Alors avec Amidou, on s’est éloignés.
On a repris nos pneus pour aller s’entraîner sur la piste, puisque les adultes avaient dit qu’on avait encore le temps avant le début du film.
 

On a lancé nos pneus sur la pente douce. Ils prenaient de plus en plus de vitesse, tenaient bien la route avant de terminer leur course, soit dans les buissons, soit à plat sur le flanc. C’est le pneu qui arrivait le plus loin sans encombre qui faisait gagner son lanceur. Avec les nids de poules qui ornaient la piste, les pneus n’allaient jamais bien loin.
En bout de course, on faisait pied la route pour aller rechercher le pneu abandonné.


   
Un jour, nos pneus iront si loin, quand on aura vraiment la maîtrise du lancer de pneu, qu’il faudra marcher jusqu’à Ikot-Ekpene pour aller les récupérer ! Assura Amidou qui ne se décourageait jamais. Il faut dire que c’est toujours son pneu qui gagnait.


On a encore lancé nos pneus, de toutes nos forces, sur la piste de latérite, quand on a entendu une grande clameur venue du village.


   
Ça y est, le film doit fonctionner ! Vite, allons-y, nous allons manquer le début ! S’écria Amidou.

    Mais nos pneus…faut suivre leur course et aller les récupérer… !

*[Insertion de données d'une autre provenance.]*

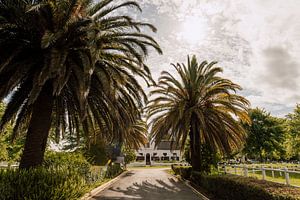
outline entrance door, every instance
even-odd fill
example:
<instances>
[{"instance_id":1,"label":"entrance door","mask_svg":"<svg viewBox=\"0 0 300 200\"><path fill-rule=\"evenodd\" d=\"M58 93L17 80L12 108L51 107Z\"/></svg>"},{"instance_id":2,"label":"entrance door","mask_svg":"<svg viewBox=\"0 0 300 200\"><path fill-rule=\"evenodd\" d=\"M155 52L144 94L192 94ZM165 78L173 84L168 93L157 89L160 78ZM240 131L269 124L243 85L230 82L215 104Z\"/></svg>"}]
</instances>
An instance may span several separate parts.
<instances>
[{"instance_id":1,"label":"entrance door","mask_svg":"<svg viewBox=\"0 0 300 200\"><path fill-rule=\"evenodd\" d=\"M149 153L146 154L146 165L151 165L150 154Z\"/></svg>"}]
</instances>

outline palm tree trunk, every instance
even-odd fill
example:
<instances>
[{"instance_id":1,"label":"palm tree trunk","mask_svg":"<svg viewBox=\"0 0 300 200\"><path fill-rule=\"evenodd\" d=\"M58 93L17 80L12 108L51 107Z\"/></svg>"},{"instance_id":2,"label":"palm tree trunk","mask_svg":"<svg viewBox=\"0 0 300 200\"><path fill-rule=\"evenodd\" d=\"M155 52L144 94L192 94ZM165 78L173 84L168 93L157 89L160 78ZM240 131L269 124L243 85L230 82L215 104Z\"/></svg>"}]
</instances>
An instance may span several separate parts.
<instances>
[{"instance_id":1,"label":"palm tree trunk","mask_svg":"<svg viewBox=\"0 0 300 200\"><path fill-rule=\"evenodd\" d=\"M42 164L51 127L54 97L52 85L46 83L33 104L20 168L29 169Z\"/></svg>"},{"instance_id":2,"label":"palm tree trunk","mask_svg":"<svg viewBox=\"0 0 300 200\"><path fill-rule=\"evenodd\" d=\"M190 128L190 151L193 171L202 171L200 144L200 133L198 133L197 121L192 119Z\"/></svg>"}]
</instances>

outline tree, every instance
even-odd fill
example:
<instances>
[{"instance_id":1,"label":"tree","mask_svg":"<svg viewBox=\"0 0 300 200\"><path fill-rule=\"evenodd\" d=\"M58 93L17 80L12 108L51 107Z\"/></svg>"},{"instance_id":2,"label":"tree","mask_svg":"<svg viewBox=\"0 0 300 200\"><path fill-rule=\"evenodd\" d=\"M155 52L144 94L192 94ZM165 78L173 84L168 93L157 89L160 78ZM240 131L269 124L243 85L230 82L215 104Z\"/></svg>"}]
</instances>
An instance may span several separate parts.
<instances>
[{"instance_id":1,"label":"tree","mask_svg":"<svg viewBox=\"0 0 300 200\"><path fill-rule=\"evenodd\" d=\"M144 58L161 50L141 32L151 24L113 13L122 7L141 10L132 1L0 1L0 100L9 96L0 129L17 115L13 138L27 130L20 168L42 163L51 127L91 141L140 119L146 96L133 75L151 84Z\"/></svg>"},{"instance_id":2,"label":"tree","mask_svg":"<svg viewBox=\"0 0 300 200\"><path fill-rule=\"evenodd\" d=\"M288 158L300 160L300 105L297 104L293 113L287 116L287 144L290 155Z\"/></svg>"},{"instance_id":3,"label":"tree","mask_svg":"<svg viewBox=\"0 0 300 200\"><path fill-rule=\"evenodd\" d=\"M238 120L248 121L249 102L235 94L240 86L217 76L222 72L216 62L198 63L188 57L187 66L172 64L175 75L163 71L154 96L147 106L151 134L157 143L166 135L184 148L190 139L193 170L203 171L201 146L223 154L239 148L245 131Z\"/></svg>"},{"instance_id":4,"label":"tree","mask_svg":"<svg viewBox=\"0 0 300 200\"><path fill-rule=\"evenodd\" d=\"M244 124L248 132L244 153L248 157L259 158L261 162L266 158L281 158L285 141L283 120L259 108L251 109L249 116L252 123Z\"/></svg>"}]
</instances>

    Pas le temps, faut se dépêcher ! On s'en occupera après le film !


J’ai eu un moment d’hésitation, pris entre l’envie de voir jusqu’où nos pneus étaient arrivés et l’envie de suivre Amidou qui était déjà parti en courant.

J’avais lancé mon pneu avec une telle force et une telle précision, que j’étais persuadé que cette fois-ci, il devait terminer sa course très loin devant celui d’Amidou.
Je jetai un coup d’œil qui me persuada de la justesse de mon jugement, car je ne voyais plus aucun des deux pneus dans mon champ de vision. Ils avaient dû terminer leur course très loin, là où ils n’avaient encore jamais été.


Tant pis, pas le temps d’aller vérifier…Amidou avait raison : on aurait bien le temps plus tard ! Et je me mis à courir comme un fou derrière lui, jusqu’à en perdre haleine.


Quand nous sommes arrivés, rouges et essoufflés, le film défilait sur l’écran. Des personnages s’agitaient et parlaient fort.
Ils ont dit quelque chose de drôle car toute l’assistance s’est mise à rire. On s’est assis et on a regardé, éberlués, les images bouger.

C’était à peine croyable : les images bougeaient ! De vrais personnages marchaient et parlaient, comme nous tous les jours ! Ça n’avait rien à voir avec les images d’un livre. C’était bien mieux ; on n’avait pas besoin de savoir lire pour suivre l’histoire. Il suffisait d’ouvrir grands nos yeux et nos oreilles. C’était comme de la magie !
Même le marabout du village n’en revenait pas et se grattait la barbe.
 

Au bout de quelques minutes à peine, tout s’est arrêté.

Tout le monde a fait : « Hooooooo ! »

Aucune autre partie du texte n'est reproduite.